The Washington/Baltimore High Intensity Drug Trafficking Areas (W/B HIDTA) program, housed within the Center for Drug Policy and Enforcement at the University of Baltimore, developed the Overdose Detection Mapping Application Program (ODMAP). ODMAP provides real-time overdose surveillance data across jurisdictions to support public safety and health efforts, which in turn mobilizes an immediate response to a spike in overdoses. This is a mobile tool, used in the field by first responders on any mobile device or data terminal connected to an agency’s computer system, or through an application/programming interface linking a native data system to ODMAP. Updates on overdose counts, including locations, can take place within seconds.
The system, designed with analytical tools to assist local agencies in spotting trends and patterns within their jurisdictions, also shows data linkages across county jurisdictions. This can serve as an early warning system for officials in areas that are impacted by the same supply of drugs.

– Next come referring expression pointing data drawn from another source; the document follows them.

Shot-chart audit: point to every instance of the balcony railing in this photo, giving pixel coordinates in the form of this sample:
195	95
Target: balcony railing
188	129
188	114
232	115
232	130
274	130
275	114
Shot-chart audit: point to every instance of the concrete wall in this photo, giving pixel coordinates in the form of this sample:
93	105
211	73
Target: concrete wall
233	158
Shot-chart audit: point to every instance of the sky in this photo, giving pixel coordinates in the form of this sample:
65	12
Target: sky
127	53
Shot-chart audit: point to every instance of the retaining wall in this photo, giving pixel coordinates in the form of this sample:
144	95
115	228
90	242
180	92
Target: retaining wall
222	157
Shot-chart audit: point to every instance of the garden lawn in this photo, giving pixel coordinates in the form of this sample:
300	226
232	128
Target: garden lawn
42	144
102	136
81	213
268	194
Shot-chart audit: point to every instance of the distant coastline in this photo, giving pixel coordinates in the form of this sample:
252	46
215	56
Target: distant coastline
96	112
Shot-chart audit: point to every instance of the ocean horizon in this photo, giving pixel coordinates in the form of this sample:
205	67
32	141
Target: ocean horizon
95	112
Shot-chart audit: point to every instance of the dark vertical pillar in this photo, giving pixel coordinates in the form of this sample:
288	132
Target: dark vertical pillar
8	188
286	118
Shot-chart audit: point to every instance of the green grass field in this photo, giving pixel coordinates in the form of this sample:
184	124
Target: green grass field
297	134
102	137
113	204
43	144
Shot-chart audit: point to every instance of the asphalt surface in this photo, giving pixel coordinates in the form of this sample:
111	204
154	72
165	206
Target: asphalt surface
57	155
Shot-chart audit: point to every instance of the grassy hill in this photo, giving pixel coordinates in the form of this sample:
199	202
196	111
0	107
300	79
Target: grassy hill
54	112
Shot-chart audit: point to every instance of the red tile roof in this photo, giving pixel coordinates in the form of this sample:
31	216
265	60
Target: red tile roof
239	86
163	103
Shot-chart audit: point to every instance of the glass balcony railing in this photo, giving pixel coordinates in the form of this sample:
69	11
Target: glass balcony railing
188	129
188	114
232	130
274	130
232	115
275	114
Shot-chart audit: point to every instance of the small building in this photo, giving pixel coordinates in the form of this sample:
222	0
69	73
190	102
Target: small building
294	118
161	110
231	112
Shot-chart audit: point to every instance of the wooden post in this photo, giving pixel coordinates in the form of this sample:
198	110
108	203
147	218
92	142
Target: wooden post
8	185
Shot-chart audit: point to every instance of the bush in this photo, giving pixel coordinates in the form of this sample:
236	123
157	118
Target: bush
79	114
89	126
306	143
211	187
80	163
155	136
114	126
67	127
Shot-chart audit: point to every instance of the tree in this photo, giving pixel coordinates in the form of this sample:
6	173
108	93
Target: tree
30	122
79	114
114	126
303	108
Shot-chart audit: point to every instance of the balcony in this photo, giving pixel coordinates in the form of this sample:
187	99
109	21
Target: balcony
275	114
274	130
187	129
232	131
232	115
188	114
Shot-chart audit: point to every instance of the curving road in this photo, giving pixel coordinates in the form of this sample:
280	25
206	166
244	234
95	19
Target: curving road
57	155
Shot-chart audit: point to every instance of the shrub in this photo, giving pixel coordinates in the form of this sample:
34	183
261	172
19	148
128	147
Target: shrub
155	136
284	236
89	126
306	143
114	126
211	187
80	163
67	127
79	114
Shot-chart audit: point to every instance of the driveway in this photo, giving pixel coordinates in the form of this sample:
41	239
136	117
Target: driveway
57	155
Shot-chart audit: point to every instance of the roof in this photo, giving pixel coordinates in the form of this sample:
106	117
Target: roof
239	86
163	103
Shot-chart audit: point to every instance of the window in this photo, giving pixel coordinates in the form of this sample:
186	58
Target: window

The data also can support active police investigations, while giving public and behavioral health experts the information they need to target treatment and prevention efforts. To support the implementation and use of ODMAP, the program developed the Overdose Spike Response Framework, which serves as a guide for establishing a local spike response team and a plan.
ODMAP is now in use in more than 700 agencies in 38 states, including Maryland. During the 2018 legislation session, the Maryland General Assembly passed a bill introduced by Gov. Larry Hogan: HB 359 —"Reporting of Overdose Information." This legislation requires statewide overdose data reported through EMS to be shared with ODMAP. Soon, Maryland will be the first state in the nation to have a complete data set available in real time – while overdoses are occurring—so that our public health and safety officials may better respond to the opioid epidemic.
We expect ODMAP to become the national platform for accurate, up-to-the-minute overdose surveillance.
Will tracking data end the opioid crisis? No. No single effort by law enforcement, public health officials or the pharmaceutical industry itself will get us through this dangerous time. But step by step, state by state, case by case, we are recovering from this tragedy. As we progress, we are discovering that the scope of an epidemic like this demands new, innovative ways of responding. Understanding is where it starts. Sharing what we’ve learned—that's where it leads.